We found it very worthwhile to take the tour and hear about the history and significance of the Synagogue. There is more on the complex though including Heroes’ Temple, which seats 250 people and is used for religious services on weekdays and in the winter. It was added in 1931 and designed by Lázlo Vágó and Ferenc Faragó. It serves as a memorial to Hungarian Jews who lost their lives in World War I.
There is also a Jewish Cemetery for more than two thousand Jews who died in the ghetto from starvation and the cold during the winter of 1944-1945.
The Raoul Wallenberg Holocaust Memorial Park is behind the temple and is a memorial to the more than 400,00 Hungarian Jews who were murdered by the Nazis. A beautiful sculpture designed by Imre Varga stands, representing a weeping willow and holding names of victims on the leaves. It is very moving to look at.
You can also see this stained glass piece that represents the chaos and struggles of the Holocaust. It looks like snakes and flames mixed into the art, which is stunning.
The grounds of the complex are so well maintained and peaceful. I highly recommend visiting and learning more about the history and culture of Hungarian Judaism.
The museum of the complex is small, but definitely interesting to look at. We learned that everything in the museum was saved during the war by two women who carried each item individually, even these stained glass window pieces, to the national museum where they would be kept safe.
In the majority of the museum, visitors can look at old religious pieces such as the Torah, candle holders for Shabbat, and challah covers.

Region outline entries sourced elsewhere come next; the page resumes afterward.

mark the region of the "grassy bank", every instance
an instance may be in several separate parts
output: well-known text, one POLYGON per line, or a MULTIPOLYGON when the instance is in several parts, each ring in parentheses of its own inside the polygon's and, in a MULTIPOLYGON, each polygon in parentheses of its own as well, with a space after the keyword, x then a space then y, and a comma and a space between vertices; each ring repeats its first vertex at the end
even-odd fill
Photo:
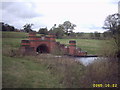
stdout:
MULTIPOLYGON (((11 36, 3 38, 2 41, 3 88, 92 88, 95 83, 118 83, 116 60, 99 58, 85 67, 74 58, 66 56, 55 57, 51 54, 23 56, 18 53, 18 48, 20 41, 27 38, 11 36), (11 56, 13 53, 11 50, 16 55, 11 56)), ((57 39, 63 44, 68 44, 69 40, 57 39)), ((75 40, 78 47, 87 49, 90 54, 99 52, 102 42, 106 43, 105 46, 109 45, 105 40, 75 40)))
MULTIPOLYGON (((27 39, 27 33, 23 32, 3 32, 3 47, 9 45, 13 48, 20 47, 20 42, 22 39, 27 39)), ((76 40, 77 47, 81 48, 83 51, 87 51, 88 54, 100 54, 101 46, 103 43, 109 45, 108 40, 95 40, 95 39, 56 39, 62 44, 69 44, 69 40, 76 40)))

Even the lighting of the museum was related to Judaism.
The last part of the museum is specifically dedicated to how the Holocaust affected Hungary and its Jewish population, which I found interesting because it is not something I knew much about before. There were many exhibits:
Here you can see Nazi propaganda from that time:
And items from the camps:
This is a menorah found in one of the concentration camps that had been made from bread – meaning someone didn’t eat the already little food given to them in order to follow their religious traditions and beliefs. This was something that really got to me.

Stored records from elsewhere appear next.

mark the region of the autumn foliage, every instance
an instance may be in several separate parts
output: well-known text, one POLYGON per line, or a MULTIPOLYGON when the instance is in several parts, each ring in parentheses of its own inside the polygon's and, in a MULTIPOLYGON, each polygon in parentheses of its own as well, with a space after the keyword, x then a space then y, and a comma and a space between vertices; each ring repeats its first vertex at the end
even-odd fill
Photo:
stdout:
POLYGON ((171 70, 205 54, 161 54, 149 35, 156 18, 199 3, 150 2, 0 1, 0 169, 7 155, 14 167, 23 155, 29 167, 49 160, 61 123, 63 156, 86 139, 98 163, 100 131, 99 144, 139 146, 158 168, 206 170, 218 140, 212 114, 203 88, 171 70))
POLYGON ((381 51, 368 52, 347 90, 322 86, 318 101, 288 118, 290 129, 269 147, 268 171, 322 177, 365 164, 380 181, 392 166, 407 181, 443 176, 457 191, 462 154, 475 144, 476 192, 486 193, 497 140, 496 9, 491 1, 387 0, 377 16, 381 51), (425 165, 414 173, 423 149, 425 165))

And many moving photos from the time period of people struggling to survive or people who perished.
We both learned a lot from this visit and found it interesting to see another perspective from that time and gain more information about what happened in Hungary specifically during World War II. We both said that we saw and heard about things we never would have learned in school.
After spending the whole morning looking at so much, we both were hot and hungry so we found an Italian place to grab lunch.

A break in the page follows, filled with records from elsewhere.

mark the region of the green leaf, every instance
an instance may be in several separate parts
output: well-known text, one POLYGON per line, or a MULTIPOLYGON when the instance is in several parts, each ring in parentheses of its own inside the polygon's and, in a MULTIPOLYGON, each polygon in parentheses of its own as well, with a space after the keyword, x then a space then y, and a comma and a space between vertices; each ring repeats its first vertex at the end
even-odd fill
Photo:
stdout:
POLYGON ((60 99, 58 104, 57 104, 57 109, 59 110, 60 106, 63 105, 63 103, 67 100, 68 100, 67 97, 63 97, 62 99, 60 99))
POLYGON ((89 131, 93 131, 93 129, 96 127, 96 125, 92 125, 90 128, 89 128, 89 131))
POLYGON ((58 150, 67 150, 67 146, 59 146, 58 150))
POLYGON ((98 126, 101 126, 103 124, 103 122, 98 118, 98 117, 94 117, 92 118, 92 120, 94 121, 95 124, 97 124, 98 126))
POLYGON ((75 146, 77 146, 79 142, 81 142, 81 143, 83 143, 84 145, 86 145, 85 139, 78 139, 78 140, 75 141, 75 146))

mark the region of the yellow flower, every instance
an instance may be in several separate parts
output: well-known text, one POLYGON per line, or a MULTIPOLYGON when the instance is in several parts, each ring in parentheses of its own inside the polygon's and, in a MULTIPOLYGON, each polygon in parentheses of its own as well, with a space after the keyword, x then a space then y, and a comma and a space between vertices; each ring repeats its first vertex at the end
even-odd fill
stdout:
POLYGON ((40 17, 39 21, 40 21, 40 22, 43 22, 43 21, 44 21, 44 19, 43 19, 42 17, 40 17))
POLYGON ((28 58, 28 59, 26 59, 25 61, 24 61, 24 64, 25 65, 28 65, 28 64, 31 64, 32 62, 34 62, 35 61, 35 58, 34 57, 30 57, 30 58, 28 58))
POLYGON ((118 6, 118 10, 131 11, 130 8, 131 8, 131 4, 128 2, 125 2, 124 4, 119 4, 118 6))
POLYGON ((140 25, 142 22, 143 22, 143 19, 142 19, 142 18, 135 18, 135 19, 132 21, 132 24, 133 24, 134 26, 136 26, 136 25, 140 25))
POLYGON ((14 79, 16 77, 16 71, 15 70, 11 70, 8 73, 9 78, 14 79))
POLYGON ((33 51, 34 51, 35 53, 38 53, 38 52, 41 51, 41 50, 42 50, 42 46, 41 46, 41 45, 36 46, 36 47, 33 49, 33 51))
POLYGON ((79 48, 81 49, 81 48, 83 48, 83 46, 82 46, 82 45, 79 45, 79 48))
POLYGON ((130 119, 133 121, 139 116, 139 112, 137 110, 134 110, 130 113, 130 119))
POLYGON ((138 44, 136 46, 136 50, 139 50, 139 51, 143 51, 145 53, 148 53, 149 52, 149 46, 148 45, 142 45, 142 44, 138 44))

And then we went back to the hotel to change into different clothes that felt more appropriate for the almost 100 degree weather. We decided to go check out some baths. We chose to go to the Széchenyi Baths, the largest medicinal baths in Europe. The water there is supplied by two thermal springs. It officially opened in 1913. We took the subway to get there and spent the afternoon enjoying the outdoor pools and baths in the warm sun and checked out the indoor ones as well. We each splurged on a massage in the spa, which was amazing after the craziness of our trip so far with all the walking and carrying backpacks and constant running around. This turned into a very relaxing day after an intense morning. We had a lot of fun people watching because there was a mix of Hungarians and tourists from all over the world.
As the evening approached we took the train back to the hotel so we could shower and clean up. We walked through the city to find some dinner, and ended up in a small restaurant where I couldn’t resist having another delicious pasta dish!
We had a good time walking around exploring the city some more because it was a little different at night time. I started to feel sick (probably because of all the sun and some dehydration), so unfortunately, we couldn’t do too much. After a decent amount of time wandering around, we decided to head back to the hotel and get a good night of sleep.